I am going for a tribal spiritualism with a little blend of wolf totem. Their purpose is to hunt the enemies of the Imperium. When I first laid down the idea for these guys I wanted them to be a blend between werewolves and Space Wolves. Now I envision them as Native American flavor with some focus on the Cheyenne Wolf Warrior society. The funny thing is I started this current incarnation of the Chapter based on a specific weapon, the Bowlance. The Sire is mentioned as their founder (unless I accidentally edited it out). I want the identity/origin of the Sire to be vague. Thank you for your comments Ace, please keep them coming.
I am going for a tribal spiritualism with a little blend of wolf totem. Their purpose is to hunt the enemies of the Imperium. When I first laid down the idea for these guys I wanted them to be a blend between werewolves and Space Wolves. Now I envision them as Native American flavor with some focus on the Cheyenne Wolf Warrior society.

 

Oh, I see. I'm not too well-versed in native American stuff, so maybe that's why I didn't pick up on that.

 

The Sire is mentioned as their founder (unless I accidentally edited it out). I want the identity/origin of the Sire to be vague. Thank you for your comments Ace, please keep them coming.

 

Yeah, that's in there. I missed it the last time, despite reading the whole thing three times. :)

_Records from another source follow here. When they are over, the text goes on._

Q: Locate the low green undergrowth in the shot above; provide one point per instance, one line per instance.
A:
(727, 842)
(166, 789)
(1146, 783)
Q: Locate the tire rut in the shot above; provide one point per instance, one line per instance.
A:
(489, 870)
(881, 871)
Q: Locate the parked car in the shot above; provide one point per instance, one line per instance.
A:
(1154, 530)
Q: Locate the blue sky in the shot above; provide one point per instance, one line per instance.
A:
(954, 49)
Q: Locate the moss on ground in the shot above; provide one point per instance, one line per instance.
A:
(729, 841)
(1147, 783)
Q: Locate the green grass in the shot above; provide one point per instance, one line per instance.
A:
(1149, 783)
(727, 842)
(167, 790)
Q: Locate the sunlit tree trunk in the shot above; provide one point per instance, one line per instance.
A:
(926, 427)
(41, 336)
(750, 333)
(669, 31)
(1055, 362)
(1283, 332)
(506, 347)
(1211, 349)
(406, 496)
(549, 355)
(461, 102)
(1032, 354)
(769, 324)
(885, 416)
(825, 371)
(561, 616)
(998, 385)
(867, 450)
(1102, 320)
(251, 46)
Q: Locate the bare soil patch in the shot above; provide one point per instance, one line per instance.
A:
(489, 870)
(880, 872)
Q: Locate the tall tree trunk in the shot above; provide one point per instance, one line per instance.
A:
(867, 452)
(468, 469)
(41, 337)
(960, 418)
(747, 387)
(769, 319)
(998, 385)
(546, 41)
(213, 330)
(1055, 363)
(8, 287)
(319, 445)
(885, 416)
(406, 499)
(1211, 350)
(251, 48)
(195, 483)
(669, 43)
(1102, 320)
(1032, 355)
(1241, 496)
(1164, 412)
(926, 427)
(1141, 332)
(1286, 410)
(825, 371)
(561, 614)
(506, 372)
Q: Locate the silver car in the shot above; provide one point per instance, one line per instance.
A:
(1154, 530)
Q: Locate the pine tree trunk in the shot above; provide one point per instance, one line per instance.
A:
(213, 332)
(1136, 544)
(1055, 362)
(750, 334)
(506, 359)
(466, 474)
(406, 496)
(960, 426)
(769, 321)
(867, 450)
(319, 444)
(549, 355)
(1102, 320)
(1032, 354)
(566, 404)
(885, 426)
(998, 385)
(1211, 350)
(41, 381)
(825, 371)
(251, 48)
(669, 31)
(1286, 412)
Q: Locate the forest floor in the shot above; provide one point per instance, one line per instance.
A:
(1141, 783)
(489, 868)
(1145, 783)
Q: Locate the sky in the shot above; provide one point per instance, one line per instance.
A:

I'm reviewing my IA again, trying to polish the writing style and make the flow better. I'm thinking of removing the Dark Eldar attack from their early history. Looking for some insight from the Liber on what you think of this. Any and all comments welcome.
  • 2 weeks later...

I've been hunting down chapters for the project, and while creating the Hammers of Dorn image, I updated the image I created for your chapter (the one I used as a base for the little image in the 1,000 Chapter project).

gallery_25512_4096_24220.jpg

The idea was to make it kinda like one of those fancy 'forgeworld' shoulder pads.

I thought you may like it for your IA?

Philip

I'm gonna be working on version 4.0. I have decided to take a page out of Ace's book. I have some more coherent ideas for the combat doctrine and work from there. I'm also gonna break the IA back into an outline with the important parts I want and then build back into paragraphs. Comments and criticism welcome during the re-write.
could someone illuminate me to the reason I'm not getting much in the way of feedback anymore? Not sure what else I might need to do with my IA. I don't feel its ready for Liber submission yet, but I'm at a loss as to what might need fixing. Thank you for your time.